The researchers identified five children referred to a dermatology clinic because of severe diaper rash.
- The first child was 9 months old and had a red, bumpy rash on his chest, arms, and legs as well as his diaper area. The diaper rash occurred where his skin came into contact with green dye in his diaper. After he started wearing dye-free diapers, his rash went away with no other treatment. After his rash cleared up, he had allergy testing that determined his sensitivity to several colored diaper dyes.
- The second child, an 18-month-old, had a rash that lasted for 4 months and began in the diaper area but spread to the hips, back, abdomen, and shoulders. Hydrocortisone cream didn't help clear up the rash. The baby's mom noted his rash disappeared after just 3 days of using dye-free diapers and hydrocortisone cream.
- The third patient, a 2-year-old, had persistently dry, itchy, red skin and small dry spots on his body and arms, as well as inflamed bumps around the waistband of his diaper. His parents had applied hydrocortisone and moisturizers to his skin, without much result. His rash improved after he switched to dye-free diapers.

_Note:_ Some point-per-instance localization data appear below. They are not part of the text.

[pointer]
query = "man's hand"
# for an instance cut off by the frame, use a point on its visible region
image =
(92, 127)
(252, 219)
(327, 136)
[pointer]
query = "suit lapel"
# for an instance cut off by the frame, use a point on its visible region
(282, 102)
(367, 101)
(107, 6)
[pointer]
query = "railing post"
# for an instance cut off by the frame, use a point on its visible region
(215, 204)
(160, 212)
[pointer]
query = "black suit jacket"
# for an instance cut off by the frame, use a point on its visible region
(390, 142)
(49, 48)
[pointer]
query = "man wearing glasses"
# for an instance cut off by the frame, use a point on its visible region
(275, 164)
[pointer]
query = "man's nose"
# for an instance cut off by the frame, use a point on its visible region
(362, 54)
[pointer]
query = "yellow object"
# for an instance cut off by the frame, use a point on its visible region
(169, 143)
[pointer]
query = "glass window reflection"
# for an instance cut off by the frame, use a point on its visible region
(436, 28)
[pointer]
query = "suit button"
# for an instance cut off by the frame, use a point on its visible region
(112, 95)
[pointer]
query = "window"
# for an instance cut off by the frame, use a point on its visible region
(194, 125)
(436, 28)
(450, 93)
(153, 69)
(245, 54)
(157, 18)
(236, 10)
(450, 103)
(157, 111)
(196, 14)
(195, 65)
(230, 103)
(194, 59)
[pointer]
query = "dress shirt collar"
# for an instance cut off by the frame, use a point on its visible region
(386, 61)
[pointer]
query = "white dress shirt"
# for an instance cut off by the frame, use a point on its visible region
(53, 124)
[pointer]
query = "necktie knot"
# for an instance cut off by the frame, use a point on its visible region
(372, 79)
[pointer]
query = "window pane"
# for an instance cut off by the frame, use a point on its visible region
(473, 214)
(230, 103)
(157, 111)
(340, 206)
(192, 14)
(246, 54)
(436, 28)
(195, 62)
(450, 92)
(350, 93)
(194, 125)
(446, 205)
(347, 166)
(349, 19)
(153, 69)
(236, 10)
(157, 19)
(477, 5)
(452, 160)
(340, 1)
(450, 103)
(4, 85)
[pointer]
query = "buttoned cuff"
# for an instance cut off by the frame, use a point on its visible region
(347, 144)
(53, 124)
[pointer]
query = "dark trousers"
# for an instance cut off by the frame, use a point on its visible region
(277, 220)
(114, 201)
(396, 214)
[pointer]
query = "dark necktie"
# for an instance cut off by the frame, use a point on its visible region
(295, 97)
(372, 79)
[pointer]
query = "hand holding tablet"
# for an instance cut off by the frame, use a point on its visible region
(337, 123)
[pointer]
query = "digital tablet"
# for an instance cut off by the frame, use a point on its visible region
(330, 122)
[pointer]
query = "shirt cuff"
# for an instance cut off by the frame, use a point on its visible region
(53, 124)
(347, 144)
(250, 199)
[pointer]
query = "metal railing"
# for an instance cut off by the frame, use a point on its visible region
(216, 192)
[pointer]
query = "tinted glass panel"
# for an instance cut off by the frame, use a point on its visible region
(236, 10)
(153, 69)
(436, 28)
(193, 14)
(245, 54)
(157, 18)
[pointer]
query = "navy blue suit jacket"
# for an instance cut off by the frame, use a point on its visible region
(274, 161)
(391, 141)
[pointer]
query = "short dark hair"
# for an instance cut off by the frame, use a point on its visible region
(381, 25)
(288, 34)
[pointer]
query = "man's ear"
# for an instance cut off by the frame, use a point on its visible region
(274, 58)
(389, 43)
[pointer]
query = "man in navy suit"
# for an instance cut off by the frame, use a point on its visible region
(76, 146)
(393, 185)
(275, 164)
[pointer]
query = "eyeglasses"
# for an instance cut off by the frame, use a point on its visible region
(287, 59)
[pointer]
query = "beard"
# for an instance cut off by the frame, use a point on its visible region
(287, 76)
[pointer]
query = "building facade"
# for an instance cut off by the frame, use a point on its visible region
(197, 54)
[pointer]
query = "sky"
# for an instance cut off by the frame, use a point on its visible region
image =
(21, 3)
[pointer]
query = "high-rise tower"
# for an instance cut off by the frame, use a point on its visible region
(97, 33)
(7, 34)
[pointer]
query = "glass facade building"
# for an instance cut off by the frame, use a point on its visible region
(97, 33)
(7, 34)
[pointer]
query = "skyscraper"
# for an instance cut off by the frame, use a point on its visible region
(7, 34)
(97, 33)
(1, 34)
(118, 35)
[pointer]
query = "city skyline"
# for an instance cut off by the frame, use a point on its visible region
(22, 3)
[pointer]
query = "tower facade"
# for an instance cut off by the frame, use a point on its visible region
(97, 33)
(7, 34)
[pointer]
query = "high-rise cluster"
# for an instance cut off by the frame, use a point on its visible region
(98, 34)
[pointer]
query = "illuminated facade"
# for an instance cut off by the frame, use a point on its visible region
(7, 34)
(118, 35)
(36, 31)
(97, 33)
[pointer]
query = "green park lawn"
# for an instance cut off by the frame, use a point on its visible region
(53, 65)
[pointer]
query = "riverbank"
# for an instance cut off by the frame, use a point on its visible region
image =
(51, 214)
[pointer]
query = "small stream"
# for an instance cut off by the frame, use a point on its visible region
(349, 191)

- In the fourth case, a 3-year-old girl developed itchy areas on her bottom whenever she wore disposable training pants. Her rash went away when she wore dye-free training pants, and allergy testing showed she had sensitivities to several types of diaper dyes.
- The last child, a 13-month-old, had severe skin rashes beginning at 2 to 3 months of age that didn't improve after corticosteroids and other ointments were applied. She also had raised bumps on the skin along the waistband of her diaper. After switching to dye-free diapers, the rash in the diaper area went away.
Because all of the children who attended this clinic improved after switching to dye-free diapers, the authors of this study suspected that they had a sensitivity to the colored dyes used to make the diapers. Other studies have indicated that up to 20% of all cases of diaper rash could be caused by exposure to an allergen like dyes.
What This Means to You: Dyes may be used to color diapers or indicate wetness, but some children may develop itchy, red, painful rashes after exposure to these diaper dyes. To help prevent diaper rash, change your baby frequently, especially after he or she has had a bowel movement. If your baby often develops diaper rash, especially around the diaper openings of the leg and waist, try changing the brand of diaper you use. If your baby's rash keeps coming back or lasts for more than a few days, call your child's doctor.